The second album of R.E.M.'s Third Phase (end of First Phase: Document; end of Second Phase: departure of drummer Bill Berry) is not much different, and certainly no better, than the first, 1999's Up, which should have been titled Down. It offers more of the same: pet sounds drenched in orchestrations, Michael Stipe wrapped in despair, Pete Buck tangled in his guitar strings. It's of a piece, once more: No radio-friendly singles here, save for "Imitation of Life," which sounds to these ears like that Alan Parsons projectile "Eye in the Sky." The rest offers R.E.M. as background music, pretty sonic wallpaper that brightens up any room until it's made audible; then, you might wonder just where you put that copy of Reckoning. Little surprise, though, that Reveal's been greeted with open arms and open legs by the rock-crit masses: It's gorgeous enough to sound deep, even if the lyrics are among the most shallow and indecipherable ever penned on a napkin by a harried, hurried Stipe ("The dragonflies are busy buzzing me/Seahorses if we were in the sea"). Reveal is the sound of grown men making grown-up music -- adult-contemporary pop for the ex-college-rocker with a wife, two kids and a mortgage. This is the album you play when you want to feel grown-up; it renders the back catalogue, Chronic Town through Out of Time, a nostalgic soundtrack, at least for those of us who came of age to this band's fables of art-rock reconstruction.

A publicist recently told me that "quiet is the new loud" (yes, and heroin is the new golf), and there's probably no better marketing slogan for the brand of orchestral pop burbling out of radio's earshot; Brian Wilson could buy himself a shitload of sandboxes, if someone tallied up the lost revenue made off the swiping taking place all around him.
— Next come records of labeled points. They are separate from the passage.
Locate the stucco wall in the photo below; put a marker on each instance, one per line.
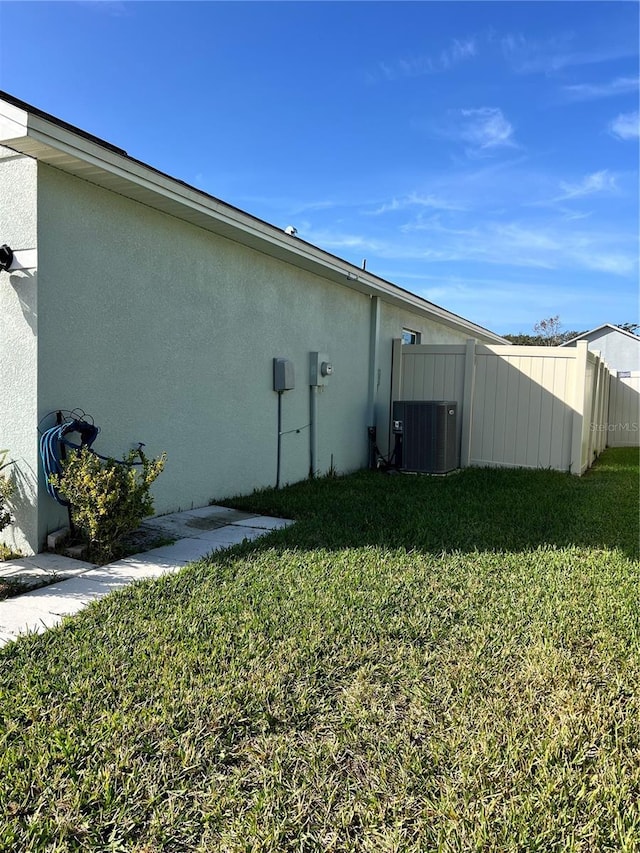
(18, 344)
(166, 333)
(619, 351)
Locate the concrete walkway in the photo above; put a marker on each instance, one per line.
(75, 584)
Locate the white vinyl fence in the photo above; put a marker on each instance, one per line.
(623, 427)
(533, 407)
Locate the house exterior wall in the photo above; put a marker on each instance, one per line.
(165, 334)
(620, 351)
(18, 344)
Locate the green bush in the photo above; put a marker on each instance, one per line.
(6, 490)
(108, 499)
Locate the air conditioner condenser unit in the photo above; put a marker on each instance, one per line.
(426, 439)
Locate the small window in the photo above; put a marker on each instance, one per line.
(410, 337)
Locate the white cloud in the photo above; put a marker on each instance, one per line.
(415, 200)
(527, 56)
(459, 50)
(626, 126)
(597, 182)
(591, 91)
(485, 128)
Last time out, Stipe was at his most beautiful ripping off Wilson; this time out, he and the boys are batting around a "Beachball" and trying to "Beat a Drum," all the while admitting "I've Been High" -- three Pet Sounds lifts instead of just one, for good measure. But to nick a man's sound without stealing his vision is a pale homage, and too much of Reveal reveals, well, nothing at all; the most Stipe can promise his true love this time around is that he's "gonna be a star," which is about as vapid a declaration as one can make. And how many times can a pop star feign despair by threatening to disappear? So, do it already.

If Up sauntered toward a new direction -- a return to the bedroom after so many years loitering in the overstuffed arena -- then Reveal simply stands still; like Carnie Wilson, it never breaks a sweat. It's a record you put on for a long summer nap, white noise for the true believers who insist that to grow up, one must also shut up. Yes, as crits insist, Stipe has never sounded lovelier; his voice rings now, the murmur rendered pristine and powerful. And yes, Buck's stint in Tuatara has broadened the scope of sounds; his definition of exotica no longer means simply using a mandolin instead of a guitar. But, put simply, Reveal is a bore -- a lot of beautiful nothings, sung and performed by men who once meant everything.